ベートーヴェンの最初のピアノ・コンチェルトは、前回取り上げた第1番 ハ長調ではなくて、第2番 変ロ長調でした。

今回はこのコンチェルトの数奇な誕生物語を綴ります。

長い間通説とされてきたのは、この曲はベートーヴェンがウィーンに来た1793年頃から書きはじめられ、1795年に完成して、その年3月29日のブルク劇場でのデビューコンサートで初演を飾った、ということでした。

しかし、近年の研究では、そのコンサートで演奏されたのは、第1番 ハ長調だということになったのは前回取り上げた通りです。

さらにベートーヴェンのスケッチ帳の詳細な研究が行われた結果、第2番はもっとはるか以前のボン時代、16歳前後の1786年頃から書きはじめられ、2つの『皇帝カンタータ』を作曲した1790年あたりには、一応まとまった形になったのではないか、とされています。

これが第1稿です。

楽譜はわずかな断片しか残っていませんが、当時のスケッチ帳にはカデンツァのスケッチがあるので、演奏された形跡があります。

この頃の師匠ネーフェは、ベートーヴェンを〝第2のモーツァルト〟とすべく育てていましたから、モーツァルトお家芸であるピアノ・コンチェルトをベートーヴェンに挑戦させたのは十分あり得ることです。

ベートーヴェンは後援者のワルトシュタイン伯爵に、ボンの町にも数台しかないという貴重なシュタイン製のピアノをもらっていましたから、コンチェルトを書く環境は整っています。

そして、ウィーンに来てから手を加えて1793年にできたのが第2稿

ハイドンに師事していた頃ですから、その影響が加えられたかもしれません。
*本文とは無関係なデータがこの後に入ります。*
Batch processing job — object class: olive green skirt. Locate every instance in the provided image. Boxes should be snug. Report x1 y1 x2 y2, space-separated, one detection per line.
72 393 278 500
ただ、演奏された形跡はありません。

さらに1794年か1795年に成ったのが第3稿で、これが初めてウィーンの公衆の面前で演奏されたものです。

この頃はハイドンはロンドンに行っていて不在で、アルブレヒツベルガーのもとで本格的な対位法を学んでいた頃ですから、その成果が盛り込まれたことでしょう。

前回取り上げた1795年3月29日のデビュー・コンサートで演奏されたのは、新作の第1番の方でしたが、その年の8月にハイドンがロンドンから戻ってきて、暮れの12月18日、帰朝記念のコンサートを開きます。

これがハイドン・アカデミー』と呼ばれる演奏会で、ロンドンツアーの成果をウィーンの聴衆に報告するものでした。

会場は、王宮ホーフブルクの中にマリア・テレジアが作らせた大小ふたつの仮装舞踏会場、レドゥーテンザールの小ホール。

この機会にベートーヴェンが弟子として客演し、ピアノ・コンチェルトを演奏した記録があって、こちらが第2番だとされています。

師匠不在の間の成長ぶりをアピールするには、長年推敲を重ねてきたこのコンチェルトの方がふさわしかったのかもしれません。

さらに1798年ベートーヴェンはリヒノフスキー侯爵に連れられて、プラハやベルリンに演奏旅行に行きますが、その際、プラハで第1番、第2番の2曲のコンチェルトが同時演奏されました。

その際使われたのが第4稿です。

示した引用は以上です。